Aprender a promover uma Gestão do Conhecimento descentralizada, distribuída, que integre os diversos tipos de usuários e mantenha sua sintonia com as necessidades reais das diversas equipes é um grande desafio.

A Aprendizagem Informal é o primeiro passo para a formação de uma cultura de colaboração pois ela parte das redes socials que já existem na empresa. As conversações acontecem na empresa a partir das relações de amizade, interesse ou casualidade estabelecidas entre os colaboradores. Muitas vazes essas relações são supra-hierárquicas, ou seja, as conversações também acontecem entre pessoas de áreas diferentes, que atuam na empresa nos mais variados contextos.

Essa rede informal de relacionamentos é a base de formação de uma rede social de aprendizado. É pela amizade, companheirismo ou solidariedade que os veteranos ensinam para os novatos. O interesse em ver tudo funcionando muito bem leva os sêniors a motivar os jũniors,

Os líderes de equipe devem se conscientizar da importância das redes existentes, identificando-as e criando oportunidades para que elas se dinamizem.

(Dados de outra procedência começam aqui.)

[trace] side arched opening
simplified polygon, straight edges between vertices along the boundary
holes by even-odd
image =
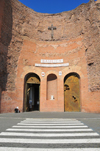
[[[80,76],[69,73],[64,78],[64,110],[65,112],[80,112]]]
[[[39,110],[40,78],[35,73],[29,73],[25,76],[23,105],[24,112]]]
[[[47,100],[57,100],[57,76],[55,74],[47,76]]]

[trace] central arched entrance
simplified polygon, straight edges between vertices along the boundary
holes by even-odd
[[[24,86],[24,112],[39,111],[40,105],[40,78],[35,73],[25,77]]]
[[[80,107],[80,77],[70,73],[64,78],[64,109],[65,112],[79,112]]]

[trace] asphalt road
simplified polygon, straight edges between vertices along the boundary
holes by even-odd
[[[66,128],[66,122],[67,126],[69,124],[69,128]],[[79,130],[84,131],[85,127],[87,127],[86,129],[92,132],[85,132],[85,134],[82,131],[65,132],[66,129],[70,130],[71,126],[73,127],[71,131],[72,129],[77,131],[77,123],[79,125],[81,123],[83,126]],[[17,131],[18,129],[19,131]],[[58,130],[59,132],[57,132]],[[50,131],[50,133],[47,131]],[[95,136],[88,136],[91,133]],[[31,142],[33,140],[34,143]],[[57,143],[55,143],[56,141]],[[80,143],[80,141],[83,142]],[[95,141],[95,143],[92,143],[92,141]],[[64,151],[64,149],[66,151],[100,151],[100,143],[96,141],[100,142],[100,114],[78,112],[0,114],[0,151],[27,151],[27,149],[28,151],[56,151],[56,149],[59,149],[58,151]]]

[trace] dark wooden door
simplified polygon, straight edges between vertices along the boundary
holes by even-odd
[[[76,75],[70,75],[64,82],[65,111],[80,111],[80,85]]]

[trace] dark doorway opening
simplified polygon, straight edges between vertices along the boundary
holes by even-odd
[[[39,111],[40,106],[40,78],[30,73],[26,77],[24,112]]]
[[[70,73],[64,78],[64,109],[65,112],[80,112],[80,77]]]

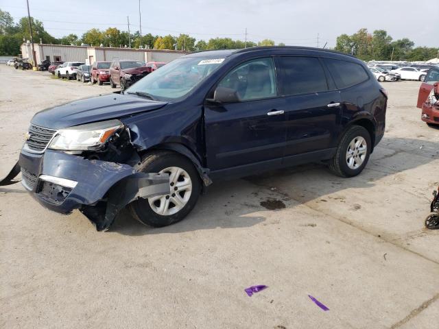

Mas que essa relação entre os líderes e as redes sociais da empresa aconteça de modo não-invasivo. Qualquer movimento de um líder em enquadrar uma rede já existente pode provocar um mal-estar de inadequação ou mesmo revolta entre os membros que irão, simplesmente, abandonar a rede ou reduzir sua participação a níveis desprezíveis.

Geralmente não é muito indicado oficializar as redes, cristalizando-as em grupos e agremiações. Pelo contrário, o caráter espontâneo destas redes deve ser preservado e o direito de entrar e sair das redes tem que ser garantido para qualquer pessoa, respeitando ao máximo suas motivações, interesses e capacidades.

Uma das mais instigantes definições de Comunidades de Prática está no livro de Terra e Gordon - “Portais Corporativos - A Revolução na Gestão do Conhecimento” (Negócio Editora, 2002) que encontramos uma das definições mais lúcidas e atuais sobre Comunidades de Prática

De acordo com os autores, “Comunidades de Prática é um termo que se refere às maneiras como as pessoas trabalham em conjunto e/ou se associam a outras naturalmente. Ele reconhece e celebra o poder das comunidades informais de colegas, sua criatividade e seus recursos para resolver problemas, e sua habilidade de inventar maneiras melhores e mais fáceis de resolver seus desafios. O que mantém os membros da CdP juntos é um sentimento comum de propósito e uma necessidade real de saber o que os outros sabem.”

E continuam, “Comunidades de Prática (CdP) consistem em pessoas que estão ligadas informalmente, assim como contextualmente, por um interesse comum no aprendizado e na aplicação da prática. As CdPs vão além dos limites tradicionais dos grupos ou das equipes de trabalho. Essas redes de trabalho podem se estender bem além dos limites de uma organização. Membros de CdPs podem fazer parte de um mesmo departamento , serem de diferentes áreas de uma companhia , ou até mesmo de diferentes companhias e instituições. Eles podem criar “clubes” semi-abertos, em que a participação se baseia em relações de forte confiança e na contribuição que cada um traz para a comunidade ou rede. Uma distinção importante entre CdPs e forças-tarefa/equipes é que a participação em CdPs normalmente é voluntária. Isso significa que embora a participação seja aberta em muitos casos, ela só é verdadeira se as pessoas atingem um certo nível de participação ( mesmo “ouvir” ativa e atentamente).”

Ou seja, a formação das Comunidades de Prática só terá eficácia se acontecer a partir da organização e consenso entre os próprios colaboradores, que devem ter em mãos a capacidade de planejar, criar, povoar, desenvolver, medir, gerir e avaliar suas próprias comunidades;

Estabelecer uma Comunidade de Prática ancorada em um ambiente virtual implica em alterar o eixo das relações entre os colaboradores. As ferramentas virtuais como blog, wiki e grupos de discussão passam a ordenar e intermediar as relações inter-colaboradores, e entre os colaboradores e o conhecimento.

Se entre os membros das equipes já não houver um fluxo de conversações cotidiano e sessões freqüentes de aprendizado colaborativo, o impacto da migração para o meio virtual poderá ter o efeito contrário de inibir e não estimular as trocas e a produção de conhecimento na empresa.